Prompt: A capital de Pernambuco é

a capital de pernambuco é um município brasileiro do estado do rio de janeiro.

What these samples show: the model produces syntactically plausible Portuguese with an encyclopedic style. They also illustrate the primary limitation at this scale: factual hallucination is common and expected. The capital of Pernambuco is Recife. The model does not know this reliably.

Limitations

These are not disclaimers — they are accurate descriptions of what this model can and cannot do at 17M parameters.

Scale: 17M parameters is small. Factual recall is unreliable. Hallucination is the norm, not the exception.
Lowercase only: The tokenizer applies nmt_nfkc_cf normalization (lowercase). The model never generates uppercase characters.
Digit splitting: Numbers are tokenized digit-by-digit. Dates, arithmetic, and numeric reasoning are not reliable.
Encyclopedic register: Trained on Wikipedia only. Output tends toward formal, encyclopedic prose. Informal and conversational registers are underrepresented.
Portuguese Wikipedia bias: Topics with sparse PT-BR Wikipedia coverage produce lower-quality output.
No safety fine-tuning: This is an unfiltered base model. It has not been evaluated for harmful outputs and may generate biased, incorrect, or offensive content.
No instruction following: Prompting it like a chat assistant will not work as expected.

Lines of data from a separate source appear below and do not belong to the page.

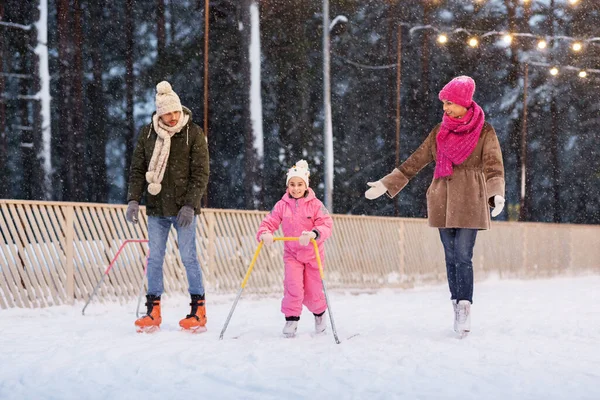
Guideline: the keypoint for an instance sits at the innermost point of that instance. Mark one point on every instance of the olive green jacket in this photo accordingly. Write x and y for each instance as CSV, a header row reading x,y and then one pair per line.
x,y
186,173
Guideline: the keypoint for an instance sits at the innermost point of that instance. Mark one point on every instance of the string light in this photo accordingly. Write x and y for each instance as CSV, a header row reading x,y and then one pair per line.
x,y
474,41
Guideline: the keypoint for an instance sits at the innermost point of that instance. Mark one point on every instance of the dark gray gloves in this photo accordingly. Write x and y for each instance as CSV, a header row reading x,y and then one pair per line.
x,y
133,208
185,216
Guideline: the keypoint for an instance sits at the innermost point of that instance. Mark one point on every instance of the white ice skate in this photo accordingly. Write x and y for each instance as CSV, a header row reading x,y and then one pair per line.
x,y
290,328
455,308
463,316
320,324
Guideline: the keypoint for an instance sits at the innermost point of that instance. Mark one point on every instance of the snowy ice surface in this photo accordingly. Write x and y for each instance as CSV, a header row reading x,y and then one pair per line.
x,y
534,339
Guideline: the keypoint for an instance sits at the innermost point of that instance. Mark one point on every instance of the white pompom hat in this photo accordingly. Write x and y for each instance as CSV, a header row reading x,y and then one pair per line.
x,y
300,170
166,99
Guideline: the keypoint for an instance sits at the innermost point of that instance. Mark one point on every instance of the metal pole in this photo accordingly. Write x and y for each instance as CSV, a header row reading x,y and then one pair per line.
x,y
522,210
114,260
249,271
206,32
327,125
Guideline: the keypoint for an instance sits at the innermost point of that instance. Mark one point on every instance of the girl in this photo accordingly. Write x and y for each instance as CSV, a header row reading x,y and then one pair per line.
x,y
468,180
301,215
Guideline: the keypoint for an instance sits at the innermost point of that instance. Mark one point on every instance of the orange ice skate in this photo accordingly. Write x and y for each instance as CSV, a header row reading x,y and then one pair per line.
x,y
150,322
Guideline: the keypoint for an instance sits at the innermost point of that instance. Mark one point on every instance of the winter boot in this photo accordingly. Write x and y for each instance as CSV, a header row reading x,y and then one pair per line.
x,y
455,307
464,317
151,321
291,326
320,323
195,321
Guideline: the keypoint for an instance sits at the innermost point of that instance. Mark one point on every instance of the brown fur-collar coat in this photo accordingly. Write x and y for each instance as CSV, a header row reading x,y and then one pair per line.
x,y
461,199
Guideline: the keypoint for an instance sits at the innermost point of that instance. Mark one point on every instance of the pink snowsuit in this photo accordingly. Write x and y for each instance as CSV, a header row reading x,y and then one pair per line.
x,y
302,281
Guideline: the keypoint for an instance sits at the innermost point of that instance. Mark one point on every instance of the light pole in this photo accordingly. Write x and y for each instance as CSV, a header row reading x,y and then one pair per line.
x,y
327,125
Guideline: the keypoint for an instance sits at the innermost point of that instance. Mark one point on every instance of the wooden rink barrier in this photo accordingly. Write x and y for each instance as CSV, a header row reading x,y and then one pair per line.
x,y
54,253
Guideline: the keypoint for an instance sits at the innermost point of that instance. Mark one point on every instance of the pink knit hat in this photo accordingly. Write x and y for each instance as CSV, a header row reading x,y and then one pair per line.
x,y
459,91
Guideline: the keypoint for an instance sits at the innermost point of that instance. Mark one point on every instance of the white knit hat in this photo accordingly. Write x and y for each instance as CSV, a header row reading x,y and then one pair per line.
x,y
166,99
300,170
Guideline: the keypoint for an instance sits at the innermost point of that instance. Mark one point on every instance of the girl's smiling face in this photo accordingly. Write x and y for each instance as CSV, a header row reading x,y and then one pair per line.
x,y
297,187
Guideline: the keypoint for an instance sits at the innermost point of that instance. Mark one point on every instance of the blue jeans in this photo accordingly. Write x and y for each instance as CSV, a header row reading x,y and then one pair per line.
x,y
458,248
158,233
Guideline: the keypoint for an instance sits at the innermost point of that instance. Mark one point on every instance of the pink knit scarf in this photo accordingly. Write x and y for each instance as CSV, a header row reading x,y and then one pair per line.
x,y
457,139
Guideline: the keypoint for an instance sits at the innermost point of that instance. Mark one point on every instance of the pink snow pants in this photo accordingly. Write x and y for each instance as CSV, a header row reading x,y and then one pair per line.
x,y
302,285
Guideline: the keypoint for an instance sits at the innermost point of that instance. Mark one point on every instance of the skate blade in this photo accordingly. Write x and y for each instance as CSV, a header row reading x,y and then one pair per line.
x,y
197,329
148,329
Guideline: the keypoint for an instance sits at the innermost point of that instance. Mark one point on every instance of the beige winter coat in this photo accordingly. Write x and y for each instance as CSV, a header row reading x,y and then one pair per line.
x,y
461,199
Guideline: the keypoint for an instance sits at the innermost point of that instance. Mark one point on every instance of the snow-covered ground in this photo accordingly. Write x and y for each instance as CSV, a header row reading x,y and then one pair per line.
x,y
531,340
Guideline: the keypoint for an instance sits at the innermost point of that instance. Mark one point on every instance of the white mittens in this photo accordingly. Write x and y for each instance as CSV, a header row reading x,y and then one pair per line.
x,y
498,205
304,239
267,239
377,189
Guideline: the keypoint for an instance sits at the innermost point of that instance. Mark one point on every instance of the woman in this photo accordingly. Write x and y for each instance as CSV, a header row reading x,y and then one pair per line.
x,y
468,179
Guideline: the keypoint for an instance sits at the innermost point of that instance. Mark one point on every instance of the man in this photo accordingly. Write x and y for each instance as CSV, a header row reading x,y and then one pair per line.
x,y
171,157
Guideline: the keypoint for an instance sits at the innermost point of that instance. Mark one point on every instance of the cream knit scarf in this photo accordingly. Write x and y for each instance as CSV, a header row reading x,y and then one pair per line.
x,y
162,147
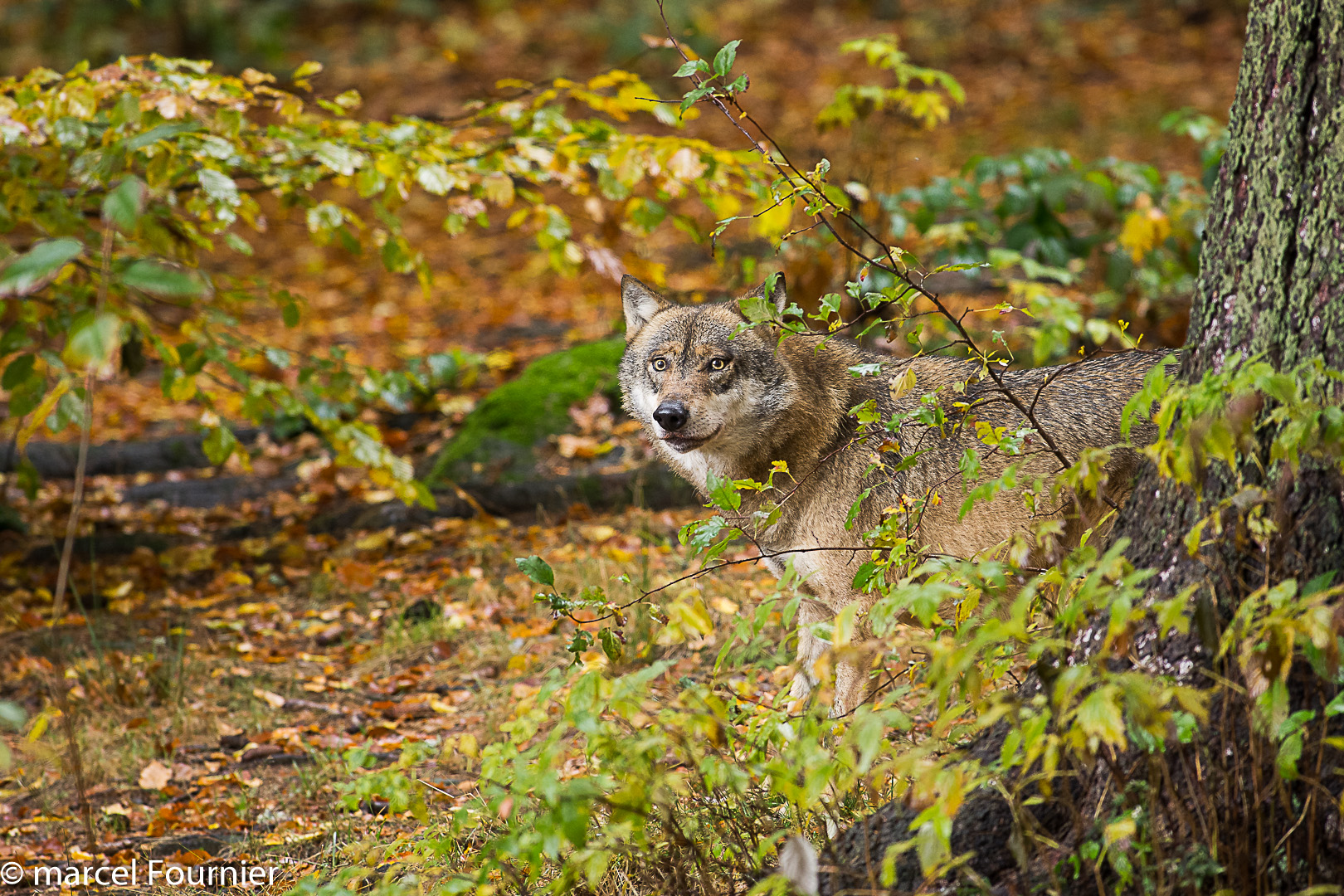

It continues the prompt as text completion.

Use elsewhere

HuggingFace Hub — safetensors + GGUF files

huggingface.co/maracatu-ai/maracatu-20m

from transformers import AutoTokenizer, AutoModelForCausalLM
import torch

tokenizer = AutoTokenizer.from_pretrained("maracatu-ai/maracatu-20m", use_fast=False)
model = AutoModelForCausalLM.from_pretrained("maracatu-ai/maracatu-20m")
model.eval()

inputs = tokenizer("O Brasil é", return_tensors="pt")
with torch.no_grad():
    out = model.generate(**inputs, max_new_tokens=60, temperature=0.8, top_k=50, do_sample=True)
print(tokenizer.decode(out[0], skip_special_tokens=True))

GitHub — code, architecture, training scripts, docs

github.com/maracatu-ai/maracatu

Full source: model architecture, tokenizer training, corpus cleanup, export scripts, experiment logs.

Kaggle Models — checkpoint + metadata

kaggle.com/models/whereisanzi/maracatu-20m

Original training checkpoint and Kaggle kernel used for the T4 run.

License & citation

Code and weights are released under the Apache License 2.0.

Training data (Wikipedia PT) is licensed CC BY-SA 4.0 by the Wikimedia Foundation and contributors.

@misc{maracatu2026,
  author       = {Anzileiro, Anderson},
  title        = {Maracatu-20M: A Brazilian Portuguese Language Model Trained from Scratch},
  year         = {2026},
  publisher    = {HuggingFace},
  howpublished = {\url{https://huggingface.co/maracatu-ai/maracatu-20m}},
}

Full documentation, architecture decisions, experiment logs, and roadmap: github.com/maracatu-ai/maracatu

Maracatu-20M is the first step. The roadmap runs to Maracatu-70B, targeting Llama-3.1-70B performance on Portuguese benchmarks (ENEM, OAB, BLUEX, POSCOMP).

17M-param Brazilian Portuguese LLM, trained from scratch on Wikipedia PT. Base model, Apache 2.0.